Ações que discutem benefício a magistrados nacionais é liberado para julgamento.  JusDH pretende construir um calendário de incidência política junto a ministros e ao conjunto da sociedade para contrapor a demanda corporativa

O julgamento de duas ações que discutem o auxílio-moradia a magistrados nacionais foi liberado pelo ministro do Supremo Tribunal Federal (STF) Luiz Fux, em dezembro passado, para aprecisação do colegiado.

Os processos tramitam no STF desde 2013 e estão sob a relatoria de Fux. Foi ele quem deferiu as liminares que ampliaram o recebimento de auxílio-moradia para toda magistratura nacional que ainda não recebesse o benefício em seu âmbito de atuação (estadual, federal ou militar).

Um levantamento elaborado pela ONG Contas Abertas aponta que, desde setembro de 2014, já foram gastos R$ 4,5 bilhões com o benefício a magistrados.

Os gastos do governo federal com o auxílio-moradia de magistrados e procuradores cresceram, desde outubro de 2014, mais de 40 vezes. O benefício para integrantes da Justiça e do Ministério Público custou à União R$ 96,5 milhões de janeiro de 2010 a setembro de 2014, quando veio a decisão liminar (provisória) de Fux.

Segundo Maria Eugênia Trombini, assessora jurídica da Terra de Direitos e integrante da JusDh, o montante pago aos magistrados poderia ser investido em ações para garantir moradia para a população em situação de rua. “Se o valor desembolsado anualmente com auxílio moradia aos juízes fosse revertido para outras prioridades, como proposto em ação da DPU solicitando auxílio de R$750 mensais às pessoas em situação de rua, todos os 101.854 homens e mulheres nesta condição teriam acesso ao subsídio habitacional durante 12 meses, podendo abandonar as ruas”, afirma.

Ainda, segundo ela, os valores gastos somente no âmbito federal poderiam bancar a construção de 70 mil casas populares ou 18 milhões de benefícios do Bolsa Família em seu mais alto valor, como mostra reportagem publicada pelo Portal Congresso em Foco na última segunda-feira (8).

O ministro do Supremo Tribunal Federal Gilmar Mendes afirmou, em novembro do último ano, que a liminar do ministro Luiz Fux que determinou o pagamento de auxílio-moradia para todos os magistrados do Brasil é “claramente inconstitucional”.

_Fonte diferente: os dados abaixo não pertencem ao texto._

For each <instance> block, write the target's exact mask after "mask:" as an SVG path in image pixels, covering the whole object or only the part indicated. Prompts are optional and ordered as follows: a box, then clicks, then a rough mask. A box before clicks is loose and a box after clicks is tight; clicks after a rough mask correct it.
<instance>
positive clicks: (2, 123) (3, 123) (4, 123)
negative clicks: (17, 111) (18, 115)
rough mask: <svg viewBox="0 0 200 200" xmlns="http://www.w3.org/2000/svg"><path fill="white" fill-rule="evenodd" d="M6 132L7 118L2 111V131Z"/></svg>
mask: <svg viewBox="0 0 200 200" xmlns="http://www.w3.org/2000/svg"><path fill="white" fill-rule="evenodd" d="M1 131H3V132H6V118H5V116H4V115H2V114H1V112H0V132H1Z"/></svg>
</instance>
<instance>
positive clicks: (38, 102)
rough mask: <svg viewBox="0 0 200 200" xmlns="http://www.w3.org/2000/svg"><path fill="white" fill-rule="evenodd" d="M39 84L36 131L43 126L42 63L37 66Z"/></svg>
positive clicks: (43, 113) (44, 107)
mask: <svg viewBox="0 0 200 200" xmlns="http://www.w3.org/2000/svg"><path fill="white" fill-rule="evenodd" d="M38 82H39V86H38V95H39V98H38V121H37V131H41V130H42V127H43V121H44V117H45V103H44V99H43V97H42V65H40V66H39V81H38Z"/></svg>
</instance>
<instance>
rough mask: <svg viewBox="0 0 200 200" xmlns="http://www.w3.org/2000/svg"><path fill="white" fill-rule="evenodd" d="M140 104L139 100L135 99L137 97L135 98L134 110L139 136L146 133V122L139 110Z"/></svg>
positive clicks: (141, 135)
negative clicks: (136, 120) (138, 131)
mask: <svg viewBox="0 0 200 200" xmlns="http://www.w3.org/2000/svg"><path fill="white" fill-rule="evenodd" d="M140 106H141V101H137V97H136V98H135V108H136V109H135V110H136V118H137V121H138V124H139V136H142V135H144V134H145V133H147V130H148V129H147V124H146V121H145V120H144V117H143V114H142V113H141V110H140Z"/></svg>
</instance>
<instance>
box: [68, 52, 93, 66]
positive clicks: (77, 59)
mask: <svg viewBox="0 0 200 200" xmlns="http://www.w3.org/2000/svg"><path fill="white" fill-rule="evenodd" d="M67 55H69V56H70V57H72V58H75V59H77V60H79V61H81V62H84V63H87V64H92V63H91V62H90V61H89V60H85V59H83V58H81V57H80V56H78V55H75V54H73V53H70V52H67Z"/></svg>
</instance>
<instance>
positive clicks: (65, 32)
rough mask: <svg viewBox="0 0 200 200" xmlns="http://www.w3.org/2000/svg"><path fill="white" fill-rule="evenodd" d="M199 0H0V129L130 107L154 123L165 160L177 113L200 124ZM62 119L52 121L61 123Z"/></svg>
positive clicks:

O julgamento das ações originárias nºs 1773 e 1946, que discutem o auxilio moradia aguardam agora a presidente do STF, Cármen Lúcia, marcar o julgamento.

A JusDH pretende, no próximo período, construir um calendário de incidência política junto a ministros e ao conjunto da sociedade para contrapor a demanda corporativa.